I fear much of Waco is simply disinterested in Baylor football. Even if star quarterback Michael Griffin and company, under the impressive leadership of Art Briles, can get BU back to long-lost winning ways, the BU athletic department has always found it a challenge to get those in the Waco community without ties to Baylor involved and excited.
At least he knows the coach's name.
Just couldn't resist... This commercial ran on Fox Southwest. They should have pulled it by now but thanks to YouTube we have it for posterity.
Following the gravy train of college sports... money.
There is no recession in college football.
Recession? What recession? Not in college football, where business is booming -- and the price of doing business only continues to increase at a startling clip.The latest craze is a spending spree on assistants. It's the kind of turn in the ever-escalating arms race that will make more than a few athletic directors cringe -- then grudgingly open their wallets as they try to keep up with the big boys.
Assistant coaches today are commanding numbers that would have been considered insane for most head coaches just 10 years ago. Top-tier programs -- and those that aspire to join that group -- are bidding openly against each other for coordinators and position coaches.

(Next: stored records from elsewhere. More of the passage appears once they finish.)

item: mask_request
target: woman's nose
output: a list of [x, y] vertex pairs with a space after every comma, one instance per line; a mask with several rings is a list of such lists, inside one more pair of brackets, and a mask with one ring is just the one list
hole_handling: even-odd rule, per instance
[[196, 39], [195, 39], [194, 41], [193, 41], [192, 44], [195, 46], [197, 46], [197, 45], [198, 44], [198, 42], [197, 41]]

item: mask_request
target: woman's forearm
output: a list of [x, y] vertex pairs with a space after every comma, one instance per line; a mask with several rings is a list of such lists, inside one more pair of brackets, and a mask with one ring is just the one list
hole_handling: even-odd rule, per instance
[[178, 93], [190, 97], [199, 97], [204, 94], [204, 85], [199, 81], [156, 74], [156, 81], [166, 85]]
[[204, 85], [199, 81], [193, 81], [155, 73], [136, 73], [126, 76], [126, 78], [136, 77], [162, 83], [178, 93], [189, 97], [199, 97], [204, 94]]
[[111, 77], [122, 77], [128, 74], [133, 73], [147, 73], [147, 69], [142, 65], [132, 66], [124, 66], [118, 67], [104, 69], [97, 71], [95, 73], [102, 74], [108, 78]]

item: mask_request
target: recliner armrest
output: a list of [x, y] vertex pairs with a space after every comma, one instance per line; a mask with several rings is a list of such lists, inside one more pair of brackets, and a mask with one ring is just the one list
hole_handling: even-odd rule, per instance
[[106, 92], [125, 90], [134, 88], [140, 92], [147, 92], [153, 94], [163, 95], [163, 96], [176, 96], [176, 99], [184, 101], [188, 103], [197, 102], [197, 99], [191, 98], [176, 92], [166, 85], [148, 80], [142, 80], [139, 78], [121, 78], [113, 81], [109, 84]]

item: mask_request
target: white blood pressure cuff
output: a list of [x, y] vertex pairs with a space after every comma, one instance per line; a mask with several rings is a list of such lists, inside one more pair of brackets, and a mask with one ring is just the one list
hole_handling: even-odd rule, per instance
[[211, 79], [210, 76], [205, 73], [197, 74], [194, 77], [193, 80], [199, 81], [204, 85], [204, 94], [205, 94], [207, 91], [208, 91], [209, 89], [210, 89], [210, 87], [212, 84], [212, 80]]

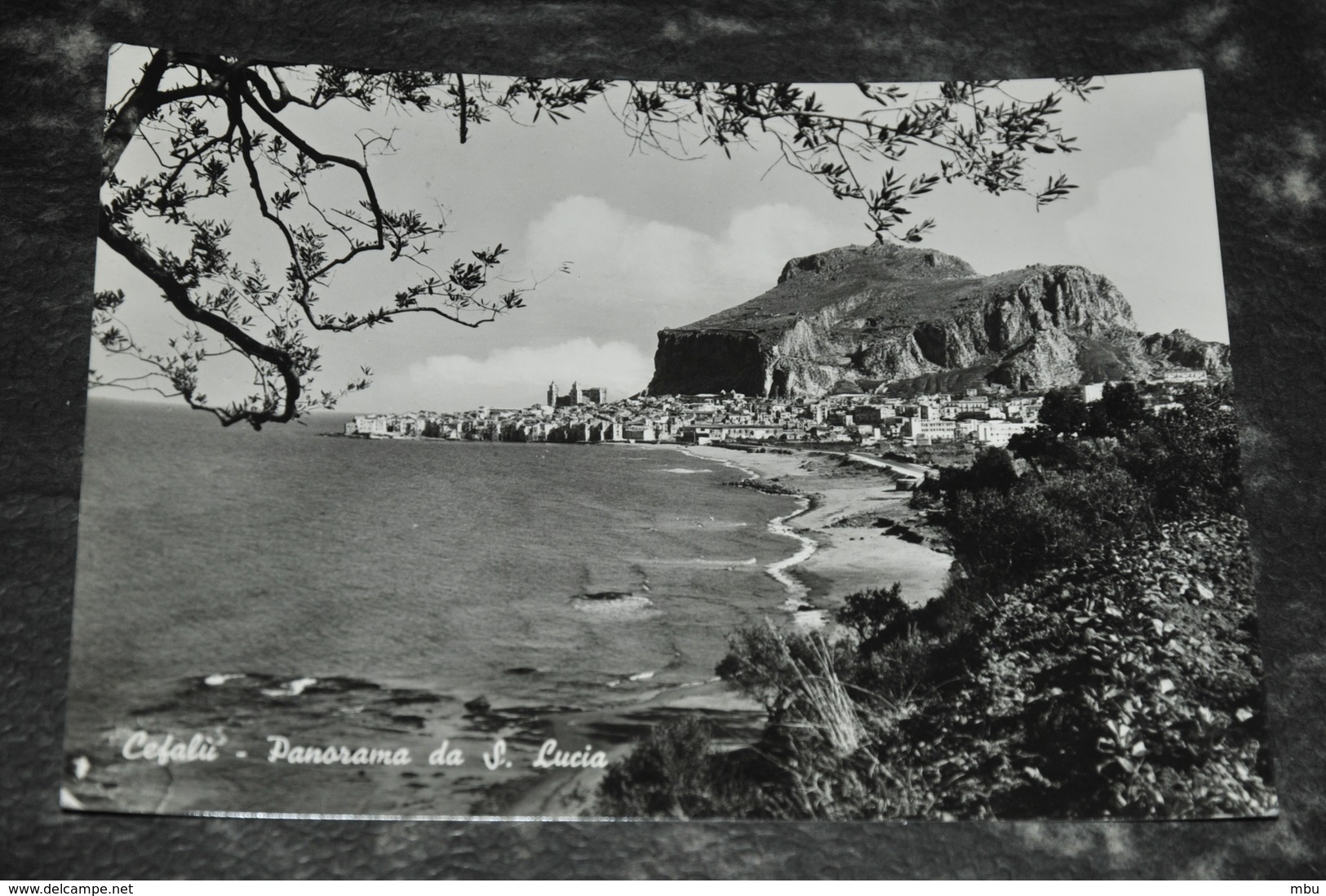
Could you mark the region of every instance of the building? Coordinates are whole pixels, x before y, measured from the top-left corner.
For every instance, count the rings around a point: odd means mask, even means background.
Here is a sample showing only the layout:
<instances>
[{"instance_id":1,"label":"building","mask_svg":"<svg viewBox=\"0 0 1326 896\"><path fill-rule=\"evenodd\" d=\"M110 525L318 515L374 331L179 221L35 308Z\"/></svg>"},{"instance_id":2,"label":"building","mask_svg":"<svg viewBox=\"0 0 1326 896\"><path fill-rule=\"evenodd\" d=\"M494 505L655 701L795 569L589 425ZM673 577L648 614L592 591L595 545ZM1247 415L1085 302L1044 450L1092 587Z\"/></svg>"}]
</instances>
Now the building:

The message is clear: if you can't beat 'em, outspend 'em.
Chick-fil-A Bowl's 2007 IRS filling gives an idea of the economics behind the game.
How many more will follow? Western Washington dropped the football program.
Head coach Robin Ross learned that his program had no future. He was told by Shepard and athletic director Lynda Goodrich that Western Washington was dropping football. It was eliminating a program that had existed since 1903.
Ross said he felt blindsided.
"It was not something I foresaw," he said. "It was not something we had discussed. Of course, there's always budget constraints, and this is kind of a sign of the times. But it was never brought up, how we could raise more money or anything like that."